The Defence Pact Is Primarily About Protected Information

The General Security of Information Agreement is not a weapons purchase or a promise that either country will automatically award contracts to the other. Agreements of this kind establish shared rules for receiving, storing, transmitting and protecting classified or otherwise sensitive government information. Without an accepted security framework, a Canadian company may be unable to bid on certain German defence projects because it cannot legally access the technical documents needed to prepare an offer. The same principle applies to German companies seeking sensitive work in Canada.

There is some uncertainty about the agreement’s exact procedural status. The bilateral readout from Carney’s meeting with Merz says negotiations were concluded. A separate federal release covering the wider G7 summit says Canada agreed to formally launch negotiations with Germany and India. Canada’s existing list of international bilateral security instruments also already includes Germany, indicating that the new arrangement could be an updated, expanded or replacement framework. Ottawa has not yet published the agreement’s text, a signing notice or an entry-into-force date. Describing it as a new defence pact captures its political significance, but its legal status and relationship to previous arrangements still require clarification.

Canada and Germany Already Share a Growing Security Relationship

The agreement builds upon an established defence partnership. Canada and Germany are NATO allies and each leads a multinational formation on the alliance’s eastern flank. Canada is the framework nation for NATO’s brigade in Latvia, while Germany leads the allied presence in Lithuania. NATO says Canada has planned for as many as 2,200 Canadian personnel in Latvia as the brigade reaches full implementation, while Germany’s permanent brigade in Lithuania is expected to grow to as many as 5,000 troops by 2027.

Commercial ties are expanding as well. In November 2025, Carney and Merz highlighted an approximately $1-billion agreement involving the purchase of a Canadian combat-management system.

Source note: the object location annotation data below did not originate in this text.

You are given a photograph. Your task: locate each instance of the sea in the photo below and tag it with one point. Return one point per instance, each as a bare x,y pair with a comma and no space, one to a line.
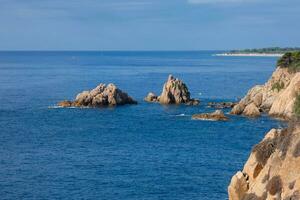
146,151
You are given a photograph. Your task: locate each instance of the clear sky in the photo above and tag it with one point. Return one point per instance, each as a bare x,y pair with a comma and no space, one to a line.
148,24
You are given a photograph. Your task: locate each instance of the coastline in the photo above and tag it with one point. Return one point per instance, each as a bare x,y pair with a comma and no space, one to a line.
250,54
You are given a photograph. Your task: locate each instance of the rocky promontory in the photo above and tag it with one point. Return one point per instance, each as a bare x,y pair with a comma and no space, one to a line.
273,168
276,97
101,96
218,115
174,91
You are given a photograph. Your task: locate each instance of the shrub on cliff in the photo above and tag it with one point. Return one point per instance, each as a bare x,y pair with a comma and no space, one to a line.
278,86
297,106
290,60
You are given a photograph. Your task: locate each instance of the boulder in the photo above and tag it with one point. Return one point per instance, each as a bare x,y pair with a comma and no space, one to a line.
251,110
65,103
218,115
276,97
221,105
272,170
151,97
174,92
283,105
100,96
238,109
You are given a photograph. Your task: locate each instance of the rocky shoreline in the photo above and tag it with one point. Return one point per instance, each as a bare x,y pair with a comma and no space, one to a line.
276,98
174,91
101,96
272,170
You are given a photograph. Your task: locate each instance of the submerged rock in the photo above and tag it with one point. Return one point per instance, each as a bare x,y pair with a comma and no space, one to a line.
218,115
272,170
174,92
100,96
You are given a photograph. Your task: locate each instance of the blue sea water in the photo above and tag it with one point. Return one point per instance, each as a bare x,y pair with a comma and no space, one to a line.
145,151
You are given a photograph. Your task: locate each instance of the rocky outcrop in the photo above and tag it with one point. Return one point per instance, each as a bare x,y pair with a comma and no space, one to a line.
272,170
218,115
221,105
102,95
276,97
283,105
251,110
174,92
151,97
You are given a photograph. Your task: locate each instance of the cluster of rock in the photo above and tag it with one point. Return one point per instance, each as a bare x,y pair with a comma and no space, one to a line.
174,92
218,115
102,95
272,170
276,97
221,105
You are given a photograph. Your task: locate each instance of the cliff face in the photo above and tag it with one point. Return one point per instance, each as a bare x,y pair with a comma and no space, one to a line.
276,97
272,170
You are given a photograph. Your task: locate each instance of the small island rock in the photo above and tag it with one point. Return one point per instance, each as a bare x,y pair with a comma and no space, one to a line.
251,110
174,92
151,97
102,95
218,115
221,105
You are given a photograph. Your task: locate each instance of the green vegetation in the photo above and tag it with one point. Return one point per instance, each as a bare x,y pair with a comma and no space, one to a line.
290,60
270,50
278,86
297,106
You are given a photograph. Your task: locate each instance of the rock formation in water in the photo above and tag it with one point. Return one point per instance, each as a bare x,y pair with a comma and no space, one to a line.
218,115
174,92
221,105
102,95
276,97
272,170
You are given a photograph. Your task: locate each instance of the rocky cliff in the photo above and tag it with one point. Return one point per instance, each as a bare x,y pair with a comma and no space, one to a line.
276,97
174,91
102,95
272,170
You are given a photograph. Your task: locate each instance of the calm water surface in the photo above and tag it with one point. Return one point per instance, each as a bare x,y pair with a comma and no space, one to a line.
147,151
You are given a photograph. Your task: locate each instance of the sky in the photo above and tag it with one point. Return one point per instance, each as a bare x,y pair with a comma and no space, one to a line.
148,24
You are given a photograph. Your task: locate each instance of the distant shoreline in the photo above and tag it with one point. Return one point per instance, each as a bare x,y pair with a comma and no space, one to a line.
250,54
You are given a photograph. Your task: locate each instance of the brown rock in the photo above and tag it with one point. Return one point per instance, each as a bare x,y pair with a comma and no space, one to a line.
267,98
272,170
65,103
100,96
251,111
283,105
218,115
151,97
221,105
174,92
238,109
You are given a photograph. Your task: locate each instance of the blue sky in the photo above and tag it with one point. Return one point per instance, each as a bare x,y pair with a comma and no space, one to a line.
148,24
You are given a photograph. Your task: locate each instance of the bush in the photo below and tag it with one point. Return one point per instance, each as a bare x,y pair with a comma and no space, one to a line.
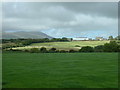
77,46
34,50
86,49
71,51
63,51
111,47
99,48
52,50
43,50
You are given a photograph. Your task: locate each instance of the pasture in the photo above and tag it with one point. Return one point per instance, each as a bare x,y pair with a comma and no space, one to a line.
65,45
60,70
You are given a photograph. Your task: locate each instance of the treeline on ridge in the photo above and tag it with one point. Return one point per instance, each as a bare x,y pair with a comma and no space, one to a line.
107,47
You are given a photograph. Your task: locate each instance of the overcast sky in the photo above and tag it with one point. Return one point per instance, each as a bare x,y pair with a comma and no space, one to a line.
67,19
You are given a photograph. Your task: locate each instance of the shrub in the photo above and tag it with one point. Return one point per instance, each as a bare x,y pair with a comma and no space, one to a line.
43,50
77,46
71,51
63,51
34,50
99,48
52,50
86,49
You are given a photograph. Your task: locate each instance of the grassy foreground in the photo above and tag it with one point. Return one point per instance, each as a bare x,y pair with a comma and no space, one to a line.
60,70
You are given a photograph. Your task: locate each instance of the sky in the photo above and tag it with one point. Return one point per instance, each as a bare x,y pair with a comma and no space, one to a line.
62,19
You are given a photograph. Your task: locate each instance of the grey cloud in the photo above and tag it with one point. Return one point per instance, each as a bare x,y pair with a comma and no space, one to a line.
60,17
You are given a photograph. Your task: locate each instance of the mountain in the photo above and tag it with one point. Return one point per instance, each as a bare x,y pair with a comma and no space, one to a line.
23,34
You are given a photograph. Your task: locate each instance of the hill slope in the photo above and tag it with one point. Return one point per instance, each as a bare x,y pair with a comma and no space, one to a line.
23,34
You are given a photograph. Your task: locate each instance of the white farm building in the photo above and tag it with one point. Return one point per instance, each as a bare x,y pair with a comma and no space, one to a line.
80,38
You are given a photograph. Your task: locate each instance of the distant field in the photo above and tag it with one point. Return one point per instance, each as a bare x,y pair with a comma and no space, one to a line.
60,70
65,45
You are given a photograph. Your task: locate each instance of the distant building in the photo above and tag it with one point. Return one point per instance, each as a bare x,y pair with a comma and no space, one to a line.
80,38
99,38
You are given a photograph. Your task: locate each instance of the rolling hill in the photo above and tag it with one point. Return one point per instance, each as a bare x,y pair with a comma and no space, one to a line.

A stronger information-security framework could make it easier for other Canadian aerospace, communications, cyber, marine and advanced-manufacturing firms to compete for German or multinational contracts that include classified material. Germany is also Canada’s largest merchandise-trading partner within the European Union, with two-way merchandise trade reaching $34.3 billion in 2025. The defence agreement therefore adds a security layer to a relationship that already includes major trade, technology and industrial links.

Several Decisions Will Determine Whether the Announcements Deliver

For the Manitoba hub, attention will now shift from political statements to measurable commitments. The companies must identify a final site, secure financing, determine which manufacturing stages will operate in Manitoba and disclose how the project will compete with lower-cost overseas production. Sio Silica must also complete Manitoba’s environmental process before its proposed resource can anchor the local supply chain. Agreements with customers, construction contractors and Indigenous partners would provide stronger evidence that the development is advancing beyond the memorandum stage.

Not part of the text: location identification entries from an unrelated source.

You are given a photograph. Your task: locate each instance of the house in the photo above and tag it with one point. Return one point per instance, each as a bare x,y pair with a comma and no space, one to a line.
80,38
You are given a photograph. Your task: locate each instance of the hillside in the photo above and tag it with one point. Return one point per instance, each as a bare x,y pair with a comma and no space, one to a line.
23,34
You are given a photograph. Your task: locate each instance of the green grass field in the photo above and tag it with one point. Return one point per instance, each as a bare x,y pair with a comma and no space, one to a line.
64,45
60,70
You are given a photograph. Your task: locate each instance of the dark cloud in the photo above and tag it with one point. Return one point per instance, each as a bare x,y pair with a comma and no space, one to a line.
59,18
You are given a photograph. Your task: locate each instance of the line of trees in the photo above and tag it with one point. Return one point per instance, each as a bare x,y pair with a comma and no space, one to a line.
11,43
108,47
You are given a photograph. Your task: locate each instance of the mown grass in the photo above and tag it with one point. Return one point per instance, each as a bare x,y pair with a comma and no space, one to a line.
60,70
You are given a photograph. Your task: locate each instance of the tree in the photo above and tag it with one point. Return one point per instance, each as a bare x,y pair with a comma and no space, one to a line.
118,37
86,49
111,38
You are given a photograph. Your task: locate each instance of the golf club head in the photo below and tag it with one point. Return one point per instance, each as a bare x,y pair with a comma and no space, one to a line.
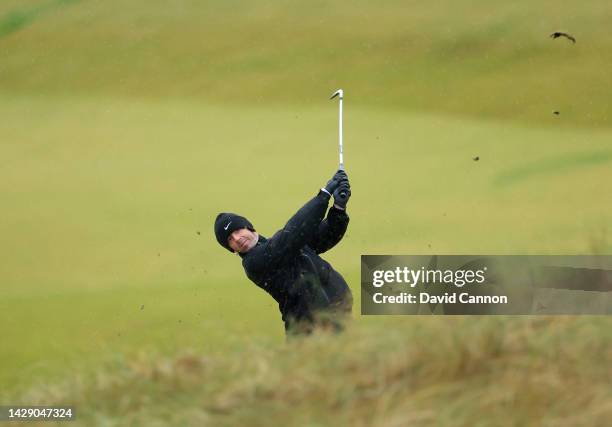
339,92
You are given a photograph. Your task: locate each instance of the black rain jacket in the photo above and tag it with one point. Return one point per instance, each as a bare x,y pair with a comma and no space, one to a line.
289,268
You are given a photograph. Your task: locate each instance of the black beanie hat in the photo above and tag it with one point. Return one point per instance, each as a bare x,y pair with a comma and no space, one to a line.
226,223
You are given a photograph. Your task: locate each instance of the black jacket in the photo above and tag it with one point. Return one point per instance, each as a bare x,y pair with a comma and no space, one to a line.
288,266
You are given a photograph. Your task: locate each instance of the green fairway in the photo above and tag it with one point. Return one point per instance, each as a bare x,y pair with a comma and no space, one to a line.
110,205
126,127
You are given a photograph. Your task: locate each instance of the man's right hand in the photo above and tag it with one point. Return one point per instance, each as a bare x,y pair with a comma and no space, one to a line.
339,178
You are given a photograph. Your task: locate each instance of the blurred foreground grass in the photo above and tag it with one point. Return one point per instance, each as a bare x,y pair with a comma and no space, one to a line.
476,371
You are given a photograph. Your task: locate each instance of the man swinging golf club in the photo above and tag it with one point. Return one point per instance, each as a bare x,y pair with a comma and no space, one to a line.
309,292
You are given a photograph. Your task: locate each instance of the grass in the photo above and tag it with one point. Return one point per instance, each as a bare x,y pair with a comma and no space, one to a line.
426,372
106,198
480,59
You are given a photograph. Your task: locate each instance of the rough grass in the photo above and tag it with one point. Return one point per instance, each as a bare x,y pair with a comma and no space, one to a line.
481,58
477,371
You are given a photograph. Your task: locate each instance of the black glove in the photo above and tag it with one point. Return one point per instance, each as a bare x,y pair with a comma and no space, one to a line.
341,195
339,178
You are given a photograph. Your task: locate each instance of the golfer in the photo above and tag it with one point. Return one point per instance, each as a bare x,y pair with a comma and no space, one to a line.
309,292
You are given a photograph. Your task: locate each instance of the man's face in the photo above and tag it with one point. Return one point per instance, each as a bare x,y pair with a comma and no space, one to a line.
242,240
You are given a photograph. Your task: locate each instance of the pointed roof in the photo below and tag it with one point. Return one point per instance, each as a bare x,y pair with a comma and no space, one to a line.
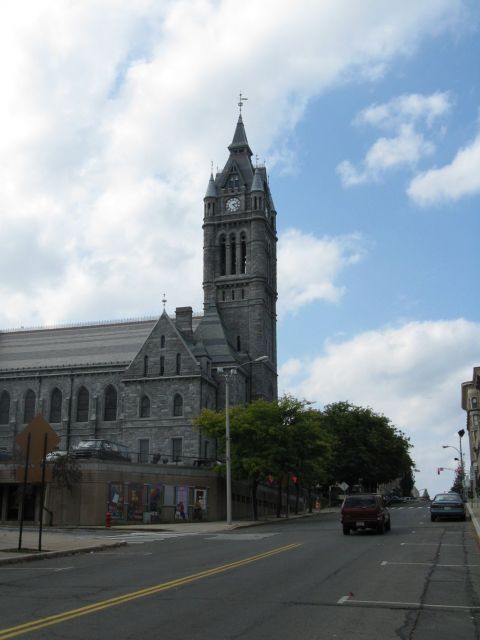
211,334
211,188
257,183
240,138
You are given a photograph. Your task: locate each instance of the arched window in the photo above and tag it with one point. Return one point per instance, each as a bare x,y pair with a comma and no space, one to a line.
56,406
233,255
4,407
223,256
83,402
145,407
178,405
29,406
243,253
110,409
233,181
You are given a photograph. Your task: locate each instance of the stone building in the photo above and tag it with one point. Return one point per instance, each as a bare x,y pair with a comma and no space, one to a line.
141,382
471,405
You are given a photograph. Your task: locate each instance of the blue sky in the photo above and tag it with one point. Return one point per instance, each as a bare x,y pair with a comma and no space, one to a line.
367,115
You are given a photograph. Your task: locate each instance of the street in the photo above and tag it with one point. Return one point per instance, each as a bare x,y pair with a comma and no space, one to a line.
300,579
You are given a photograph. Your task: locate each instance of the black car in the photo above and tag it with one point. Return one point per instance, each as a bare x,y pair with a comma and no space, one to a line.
101,449
447,505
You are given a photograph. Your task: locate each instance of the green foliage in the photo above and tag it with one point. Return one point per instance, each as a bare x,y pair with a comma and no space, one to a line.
342,443
368,449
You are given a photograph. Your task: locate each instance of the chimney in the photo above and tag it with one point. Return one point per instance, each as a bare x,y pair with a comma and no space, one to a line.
183,321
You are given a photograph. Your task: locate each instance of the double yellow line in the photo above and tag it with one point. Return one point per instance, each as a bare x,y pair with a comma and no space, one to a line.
41,623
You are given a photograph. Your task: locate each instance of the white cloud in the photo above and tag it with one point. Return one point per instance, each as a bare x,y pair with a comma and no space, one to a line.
456,180
404,150
406,108
308,267
403,114
412,374
112,111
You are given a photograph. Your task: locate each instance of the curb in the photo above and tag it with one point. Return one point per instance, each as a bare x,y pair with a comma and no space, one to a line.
474,520
43,555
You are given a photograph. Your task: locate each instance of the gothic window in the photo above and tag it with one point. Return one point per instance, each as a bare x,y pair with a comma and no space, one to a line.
178,405
269,261
110,408
145,407
243,253
4,407
223,256
233,181
29,406
83,401
143,450
56,406
233,255
177,449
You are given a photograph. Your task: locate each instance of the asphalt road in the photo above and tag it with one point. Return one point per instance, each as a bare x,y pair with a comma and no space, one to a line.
297,580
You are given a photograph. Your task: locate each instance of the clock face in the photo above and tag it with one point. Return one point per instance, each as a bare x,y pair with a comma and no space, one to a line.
233,204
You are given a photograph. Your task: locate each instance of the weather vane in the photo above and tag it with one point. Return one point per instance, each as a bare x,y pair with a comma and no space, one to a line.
241,100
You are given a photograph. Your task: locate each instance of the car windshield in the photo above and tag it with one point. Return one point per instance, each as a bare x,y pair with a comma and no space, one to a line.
447,497
360,501
89,444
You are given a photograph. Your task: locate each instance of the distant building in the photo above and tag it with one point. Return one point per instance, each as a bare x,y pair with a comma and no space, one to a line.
141,382
471,404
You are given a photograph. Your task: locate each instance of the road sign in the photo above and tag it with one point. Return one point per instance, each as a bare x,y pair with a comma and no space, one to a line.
38,428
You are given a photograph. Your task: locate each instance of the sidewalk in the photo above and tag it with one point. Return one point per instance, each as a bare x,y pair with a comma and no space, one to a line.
63,542
473,507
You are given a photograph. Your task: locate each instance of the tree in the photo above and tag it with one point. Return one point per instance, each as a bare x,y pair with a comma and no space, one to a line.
368,449
281,439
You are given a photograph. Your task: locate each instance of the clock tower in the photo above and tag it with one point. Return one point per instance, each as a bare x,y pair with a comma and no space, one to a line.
240,262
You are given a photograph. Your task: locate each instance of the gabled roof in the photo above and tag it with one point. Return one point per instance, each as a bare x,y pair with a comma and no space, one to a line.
240,137
211,333
114,343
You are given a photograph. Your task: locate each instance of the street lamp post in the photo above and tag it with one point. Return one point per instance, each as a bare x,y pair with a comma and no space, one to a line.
228,459
462,467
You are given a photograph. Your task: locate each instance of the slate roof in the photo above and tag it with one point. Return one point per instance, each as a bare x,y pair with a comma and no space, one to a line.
211,334
113,343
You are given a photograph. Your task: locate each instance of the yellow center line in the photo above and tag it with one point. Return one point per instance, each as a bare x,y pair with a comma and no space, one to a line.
34,625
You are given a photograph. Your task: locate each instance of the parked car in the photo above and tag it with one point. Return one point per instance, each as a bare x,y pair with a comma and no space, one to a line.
365,511
101,449
447,505
395,500
54,455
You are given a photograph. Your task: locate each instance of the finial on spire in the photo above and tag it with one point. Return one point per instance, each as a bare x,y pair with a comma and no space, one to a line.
241,100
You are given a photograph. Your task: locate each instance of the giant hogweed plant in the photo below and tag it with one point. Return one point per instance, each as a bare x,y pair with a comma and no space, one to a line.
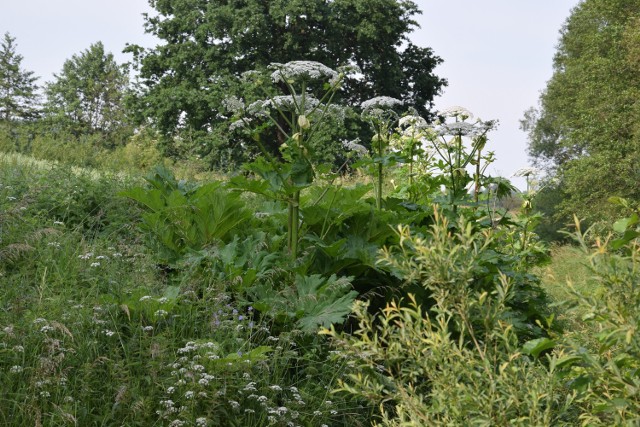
458,360
297,117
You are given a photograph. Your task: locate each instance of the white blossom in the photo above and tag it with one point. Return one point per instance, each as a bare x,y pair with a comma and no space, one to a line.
410,121
233,104
457,111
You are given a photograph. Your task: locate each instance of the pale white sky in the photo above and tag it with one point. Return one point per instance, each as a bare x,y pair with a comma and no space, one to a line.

The defence arrangement has a different checklist. Canada and Germany will need to clarify whether negotiations are finished, publish or formally sign the agreement, complete any required domestic procedures and explain when companies can begin using the new framework. Even after it takes effect, Canadian firms will still have to meet security-clearance requirements and win procurement competitions. The announcements nevertheless reveal a clear strategy: Canada wants to turn resources, clean electricity, advanced manufacturing and trusted alliances into economic leverage. Manitoba could become an important test of that approach, but the ultimate result will depend on regulatory credibility, community support and private investment—not the announcement alone.